Saturday was filled with three parades...the Krewe of Pontchartrain (organized in 1975, and named after Lake Pontchartrain, which forms the northernmost border of New Orleans), the Knights of Sparta (founded in 1952, and an all male Krewe that first paraded in 1981 in Orleans Parish), and the Krewe of Pygmalion (founded in 2000, named for the Greek legend of a Cypress king who sculpts a statue of the sea nymph Galatea, only to fall in love with it). And they did not disappoint.
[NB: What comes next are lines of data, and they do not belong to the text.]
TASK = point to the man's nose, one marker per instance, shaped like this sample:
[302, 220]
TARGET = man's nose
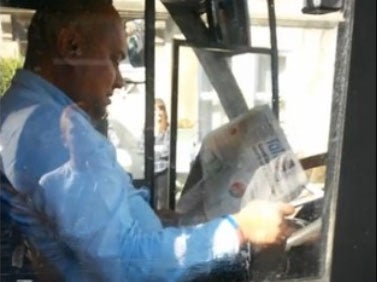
[119, 82]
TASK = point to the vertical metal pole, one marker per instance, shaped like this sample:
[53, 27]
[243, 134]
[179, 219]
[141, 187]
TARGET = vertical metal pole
[149, 16]
[274, 57]
[174, 124]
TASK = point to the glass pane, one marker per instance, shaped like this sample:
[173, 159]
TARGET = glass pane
[306, 68]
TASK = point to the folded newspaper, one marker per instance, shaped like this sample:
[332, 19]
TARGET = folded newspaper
[247, 158]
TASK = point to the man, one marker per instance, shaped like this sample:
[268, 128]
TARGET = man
[73, 201]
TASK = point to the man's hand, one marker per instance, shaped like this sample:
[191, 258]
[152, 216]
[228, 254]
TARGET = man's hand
[262, 222]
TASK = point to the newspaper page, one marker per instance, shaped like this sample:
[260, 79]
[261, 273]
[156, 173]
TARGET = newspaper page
[247, 158]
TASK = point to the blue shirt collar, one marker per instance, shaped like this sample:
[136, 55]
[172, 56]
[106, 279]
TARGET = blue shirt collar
[38, 84]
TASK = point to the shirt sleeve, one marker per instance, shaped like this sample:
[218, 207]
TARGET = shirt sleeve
[113, 231]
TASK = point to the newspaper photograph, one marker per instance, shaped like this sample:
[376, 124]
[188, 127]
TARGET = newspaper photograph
[247, 158]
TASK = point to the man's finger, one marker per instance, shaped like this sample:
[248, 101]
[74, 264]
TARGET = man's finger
[286, 209]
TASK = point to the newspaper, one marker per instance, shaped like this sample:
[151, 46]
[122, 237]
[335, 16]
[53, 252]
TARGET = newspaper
[247, 158]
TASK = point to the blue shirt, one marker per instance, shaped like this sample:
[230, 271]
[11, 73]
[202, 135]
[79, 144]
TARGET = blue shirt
[83, 212]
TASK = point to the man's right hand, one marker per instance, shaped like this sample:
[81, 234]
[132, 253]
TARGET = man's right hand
[262, 222]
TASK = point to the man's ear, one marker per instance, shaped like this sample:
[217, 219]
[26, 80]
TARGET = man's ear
[69, 44]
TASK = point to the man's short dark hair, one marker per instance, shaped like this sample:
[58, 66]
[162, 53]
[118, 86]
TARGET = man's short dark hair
[50, 16]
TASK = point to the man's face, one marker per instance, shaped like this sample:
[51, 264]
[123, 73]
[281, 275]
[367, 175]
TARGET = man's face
[96, 72]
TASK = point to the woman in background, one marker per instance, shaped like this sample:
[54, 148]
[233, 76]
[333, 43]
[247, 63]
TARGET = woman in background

The kids made it through the first two parades, and everyone was having a great time...until the drunken tourists came out. A group of idiots next to us decided to get sloppy drunk, and heckle the people in the parade. Seriously, grown-ass men heckling kids in a parade, and using obscenities. I didn't feel like dealing with them while my son was with me, so I just told Buddy they said potty-words, and to ignore them. Well, he understood the bit about the potty words, and gave me an ominous look like they were headed to the ninth level of Hades for that infraction. Problem solved....and then the fat, drunk, jerk HAD to heckle the JROTC kids. Now it's time to go bitch-fantastic on him (a term coined by my best friend, Megan).  His couldn't-pass-a-PT-test-with-a-gator-chasin'-him ass actually had the cojones to yell, "Why aren't you out serving my country?" at these kids. Oh....Helllllll....No....You....Din't! That's when I wheeled around to face him and very loudly yelled, "That's because they are fucking cadets, you ass-hole!" Like most people who feel brave enough to shout obscenities at people who can't hear them, when confronted, they reacted quite predictably by over-apologizing for the behavior of their drunk friend. The look I shot them was more than enough to shut them up....I love using the "I'm gonna bust yo ass" mom face on people, they really have no idea what to do when they see it, and they instantly harken back to childhood when THEIR moms gave them that look. It's just best to shut up and stop diggin' your own grave at that point. That happened during the last parade, and then it was time to pack up our stuff and get the kids ready for bed. Our two friends weren't feeling well, so they stayed behind with the kids. I was beginning to lose my voice from all the yelling at the parade (this is important later). But I was feeling okay other than that. So, that meant another night out for me and Triple-H....and the plot thickens....

Again, we went to Famous Door....and it was all going sooooo well.....until the band stopped playing, and the hip-hop guy who entertained the crowd in between sets started to get harassed by Shrimpy. Now Hip-Hop had been pretty nice to us, pulling us on stage, and having a great ole time. But it was time for the band to get back on stage, and he had to get all the people off the stage. THIS is what triggered the drunken vitriol from Shrimpy. First, he starts to call Hip-Hop a douche-bag, I'm not sure why, Shrimpy was not one of the ones being escorted off the stage. This would not be only thing he said that didn't make any sense. After a few more insults, Triple-H turns around to give the guy a dirty look. He responds by saying, "What, is he your friend? Is he your step-son?" Wait a minute, huh? What the hell does that even mean? He made about as much sense as Charlie Sheen on the Today show. Now, I'm giving him a dirty look for yelling at Triple-H. He keeps cussing at us, so we both respond with the one-handed salute, and use our other finger to point him towards the exit. Remember how I lost my voice? Yup, I had been reduced to rude hand-gestures....not my best comeback, but effective. He was clearly too drunk to realize that we were both bigger than he was, but that fact wasn't lost on his girlfriend (who was also taller than Shrimpy, but I digress). She proceeded to drag him out before he did something that was going to get his ass kicked by two chicks in a bar on Bourbon Street. Remember my goals stated at the beginning of this blog? Mission accomplished. Napolean may have been the inspiration for the complex, but Shrimpy took it to the next level. Viva la France!